RFD 052: Workspace Data Store Sanitization
- Status: Discussion
- Category: Design
- Authors: Jean Mertz git@jeanmertz.com
- Date: 2026-03-18
Summary
This RFD introduces a Workspace::sanitize() method that validates and repairs the .jp data store on every CLI invocation. Conversations that fail validation are moved to .jp/conversations/.trash/ with a TRASHED.md file explaining the error. The method guarantees four invariants before any command touches workspace state: at least one conversation exists, the active conversation ID resolves, every conversation directory is well-formed, and every conversation has valid metadata.json and events.json files.
Motivation
The .jp/conversations/ directory is the primary data store for JP. Every CLI command depends on loading this state correctly. When any piece is corrupt — a truncated events.json, a directory with an unparseable name, a metadata.json that references a deleted conversation — the CLI either crashes or silently operates on empty default state.
JP's data store is intentionally transparent: plain JSON files in a well-documented directory layout. Users are expected to inspect, edit, and script against this data — renaming conversations, pruning events, copying conversation directories between workspaces, or integrating with external tools. This is a feature, not an accident. But it also means the data store will encounter states that JP itself would never produce: partial edits, hand-written JSON with typos, directories left behind by interrupted scripts, or files modified by tools that don't understand the full schema. The sanitizer must handle these gracefully — trashing what it can't load, explaining what went wrong, and continuing to operate on the data that is still valid. A single bad file should never prevent the user from accessing the rest of their workspace.

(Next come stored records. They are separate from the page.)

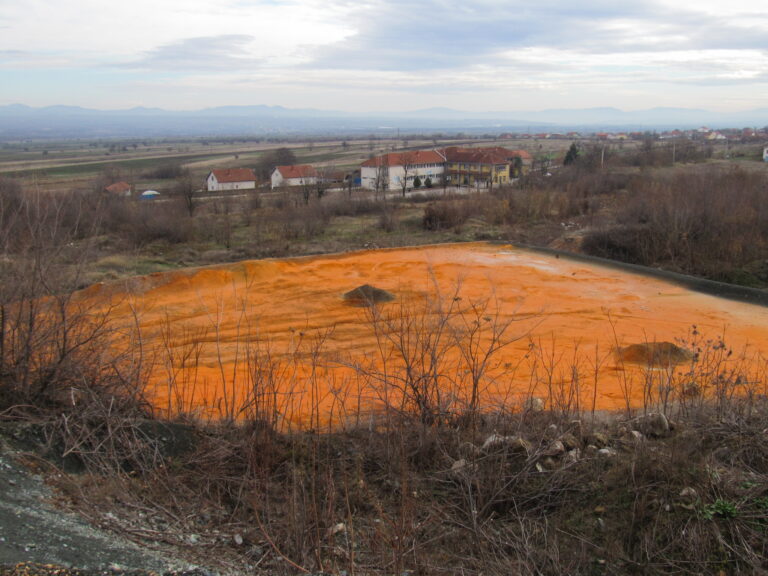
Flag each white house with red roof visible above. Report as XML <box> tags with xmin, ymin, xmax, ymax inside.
<box><xmin>206</xmin><ymin>168</ymin><xmax>256</xmax><ymax>192</ymax></box>
<box><xmin>360</xmin><ymin>150</ymin><xmax>445</xmax><ymax>190</ymax></box>
<box><xmin>272</xmin><ymin>164</ymin><xmax>318</xmax><ymax>188</ymax></box>
<box><xmin>104</xmin><ymin>181</ymin><xmax>131</xmax><ymax>196</ymax></box>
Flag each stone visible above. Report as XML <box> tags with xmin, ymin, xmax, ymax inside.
<box><xmin>563</xmin><ymin>448</ymin><xmax>581</xmax><ymax>464</ymax></box>
<box><xmin>483</xmin><ymin>433</ymin><xmax>531</xmax><ymax>456</ymax></box>
<box><xmin>543</xmin><ymin>440</ymin><xmax>565</xmax><ymax>457</ymax></box>
<box><xmin>328</xmin><ymin>522</ymin><xmax>347</xmax><ymax>536</ymax></box>
<box><xmin>587</xmin><ymin>432</ymin><xmax>611</xmax><ymax>448</ymax></box>
<box><xmin>459</xmin><ymin>442</ymin><xmax>480</xmax><ymax>458</ymax></box>
<box><xmin>597</xmin><ymin>448</ymin><xmax>617</xmax><ymax>459</ymax></box>
<box><xmin>584</xmin><ymin>444</ymin><xmax>599</xmax><ymax>458</ymax></box>
<box><xmin>629</xmin><ymin>412</ymin><xmax>670</xmax><ymax>438</ymax></box>
<box><xmin>560</xmin><ymin>432</ymin><xmax>581</xmax><ymax>450</ymax></box>
<box><xmin>525</xmin><ymin>396</ymin><xmax>544</xmax><ymax>412</ymax></box>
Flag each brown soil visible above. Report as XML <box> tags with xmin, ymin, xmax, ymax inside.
<box><xmin>344</xmin><ymin>284</ymin><xmax>395</xmax><ymax>306</ymax></box>
<box><xmin>616</xmin><ymin>342</ymin><xmax>693</xmax><ymax>368</ymax></box>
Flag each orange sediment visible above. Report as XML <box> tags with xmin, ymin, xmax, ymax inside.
<box><xmin>76</xmin><ymin>243</ymin><xmax>768</xmax><ymax>426</ymax></box>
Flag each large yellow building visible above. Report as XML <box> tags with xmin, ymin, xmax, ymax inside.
<box><xmin>443</xmin><ymin>146</ymin><xmax>531</xmax><ymax>188</ymax></box>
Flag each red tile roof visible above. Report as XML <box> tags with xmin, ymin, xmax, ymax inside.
<box><xmin>445</xmin><ymin>146</ymin><xmax>531</xmax><ymax>164</ymax></box>
<box><xmin>361</xmin><ymin>150</ymin><xmax>445</xmax><ymax>168</ymax></box>
<box><xmin>275</xmin><ymin>164</ymin><xmax>317</xmax><ymax>180</ymax></box>
<box><xmin>211</xmin><ymin>168</ymin><xmax>256</xmax><ymax>184</ymax></box>
<box><xmin>104</xmin><ymin>182</ymin><xmax>131</xmax><ymax>194</ymax></box>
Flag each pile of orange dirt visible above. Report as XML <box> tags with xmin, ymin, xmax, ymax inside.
<box><xmin>616</xmin><ymin>342</ymin><xmax>693</xmax><ymax>368</ymax></box>
<box><xmin>344</xmin><ymin>284</ymin><xmax>395</xmax><ymax>306</ymax></box>
<box><xmin>76</xmin><ymin>243</ymin><xmax>768</xmax><ymax>427</ymax></box>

Today the code handles some of these cases, but the defenses are scattered and inconsistent:
load_conversations_from_diskhas a retry loop that falls back through conversation IDs when the active conversation'smetadata.jsonis missing. But a corrupt (not missing)metadata.jsonis a hard error that propagates up.The active conversation's
events.jsonis loaded eagerly. If it's corrupt or missing, the load fails entirely (the FIXME atworkspace/lib.rs:222documents this). Non-active conversations are lazily loaded viaOnceCelland silently skipped on failure — different failure behavior for the same kind of data.In
cli/lib.rs,load_conversations_from_diskerrors are caught and logged, but execution continues with default (empty) state. Thepersist()call inWorkspace::Dropis safe in this case — the emptyTombMaphas no dead keys, so no existing conversations are deleted, and the active conversation has no events, so nothing is written. If the user runs a query after the failed load, the new conversation is persisted alongside the existing ones. No data is destroyed, but the user experience is poor: the load is all-or-nothing, so a single corrupt conversation hides the entire conversation list. A workspace with hundreds of valid conversations shows just one (the fresh default) injp conversation ls. The user sees anERRORlog but has no way to identify which conversation is broken or fix it without manually inspecting JSON files on disk.Conversation directories with unparseable names (e.g. manually created, left over from a bug) are logged as warnings and ignored forever.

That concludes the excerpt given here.